Some fans got their hopes up when the Oakland Raiders flashed some decent play in New England. Those people won’t make that mistake again after the performance put on by the Silver and Black across the pond in jolly old England yesterday.
The Raiders came out and went 74 yards on 10 plays to score a touchdown on the opening drive of the game. Then they simply stopped playing. After falling behind to an early 7-0 deficit, the Miami Dolphins scored 38 unanswered points and absolutely buried the Raiders. Miami didn’t have to punt the ball until the fourth quarter, as quarterback Ryan Tannehill looked like an All-Pro against the inept Raiders defense and the Dolphins gained over 150 yards on the ground.

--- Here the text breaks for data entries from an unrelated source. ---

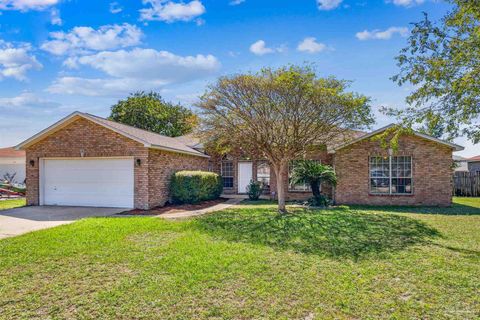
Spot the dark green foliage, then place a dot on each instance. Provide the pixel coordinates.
(254, 190)
(150, 112)
(195, 186)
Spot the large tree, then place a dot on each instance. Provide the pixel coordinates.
(442, 64)
(149, 111)
(279, 114)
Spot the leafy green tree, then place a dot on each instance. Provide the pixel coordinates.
(150, 112)
(442, 63)
(279, 115)
(313, 173)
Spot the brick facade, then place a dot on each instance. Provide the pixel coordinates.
(151, 177)
(431, 172)
(431, 162)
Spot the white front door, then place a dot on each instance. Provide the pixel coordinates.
(106, 182)
(245, 175)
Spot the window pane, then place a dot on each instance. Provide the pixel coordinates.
(227, 174)
(298, 186)
(379, 185)
(263, 174)
(379, 175)
(402, 185)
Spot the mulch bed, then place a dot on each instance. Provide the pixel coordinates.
(173, 208)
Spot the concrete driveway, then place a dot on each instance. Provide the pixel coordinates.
(14, 222)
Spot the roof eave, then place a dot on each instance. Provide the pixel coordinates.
(454, 146)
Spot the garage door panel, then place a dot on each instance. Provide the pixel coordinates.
(89, 182)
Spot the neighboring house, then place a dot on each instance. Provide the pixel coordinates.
(86, 160)
(461, 163)
(474, 164)
(12, 162)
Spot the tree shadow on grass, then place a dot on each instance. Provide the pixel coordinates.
(330, 233)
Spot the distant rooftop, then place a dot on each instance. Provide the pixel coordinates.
(11, 153)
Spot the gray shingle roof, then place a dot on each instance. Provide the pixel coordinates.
(148, 137)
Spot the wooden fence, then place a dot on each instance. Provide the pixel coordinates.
(466, 184)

Once again, the Raiders found themselves looking inept in every way possible. Aside from that opening drive, there are no positives to take away from this game. There was no individual standout who played hard in spite of the mess surrounding him. There is no solace in the team staying healthy, as starting quarterback Derek Carr will now likely missed significant time with a high ankle sprain and a sprained MCL.
The only solace Raiders fans will find is in the fact that they have a bye week coming up (think spring break for Raider Nation) and that when they come back from the bye, Dennis Allen will likely no longer be with the team.

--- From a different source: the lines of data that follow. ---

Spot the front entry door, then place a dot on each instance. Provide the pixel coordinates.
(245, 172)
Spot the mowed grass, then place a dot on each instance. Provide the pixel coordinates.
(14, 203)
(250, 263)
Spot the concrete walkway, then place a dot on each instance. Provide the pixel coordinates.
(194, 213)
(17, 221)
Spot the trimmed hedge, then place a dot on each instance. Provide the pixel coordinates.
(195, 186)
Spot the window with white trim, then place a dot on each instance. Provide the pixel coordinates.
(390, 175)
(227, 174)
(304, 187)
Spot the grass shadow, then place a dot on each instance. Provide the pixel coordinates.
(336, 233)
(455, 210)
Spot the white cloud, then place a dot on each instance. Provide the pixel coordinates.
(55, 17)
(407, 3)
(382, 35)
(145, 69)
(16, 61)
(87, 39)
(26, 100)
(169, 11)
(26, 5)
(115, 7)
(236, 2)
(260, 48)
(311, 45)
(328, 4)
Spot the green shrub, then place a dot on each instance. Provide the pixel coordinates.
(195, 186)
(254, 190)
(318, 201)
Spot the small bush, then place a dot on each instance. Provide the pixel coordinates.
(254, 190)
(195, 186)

Would firing Allen really make any difference for this team? No, probably not. The group is so bad that it won’t be able to truly improve until it gets at least one more offseason to gel and add some more talent. So why would fans find solace in firing Allen? First of all, it’s somewhere to direct anger. I know that is not the most logical of reasons, but truth is truth. Fans (and possibly players) will get a sense of relief from feeling like someone, ANYONE, is paying for the travesty being forced upon them.
And there is the unmistakable truth Dennis Allen is clearly not the answer. Four games into the third year of his tenure with the Raiders and things are only getting worse. There is no improvement from the team and no hope that any improvement is impending. As the saying goes, if you aren’t part of the solution, you are part of the problem. Allen’s time with the Raiders is clearly coming to an end in short order — there may not be many benefits to firing him now as opposed to at the end of the season, but there aren’t many benefits to keeping him around much longer either.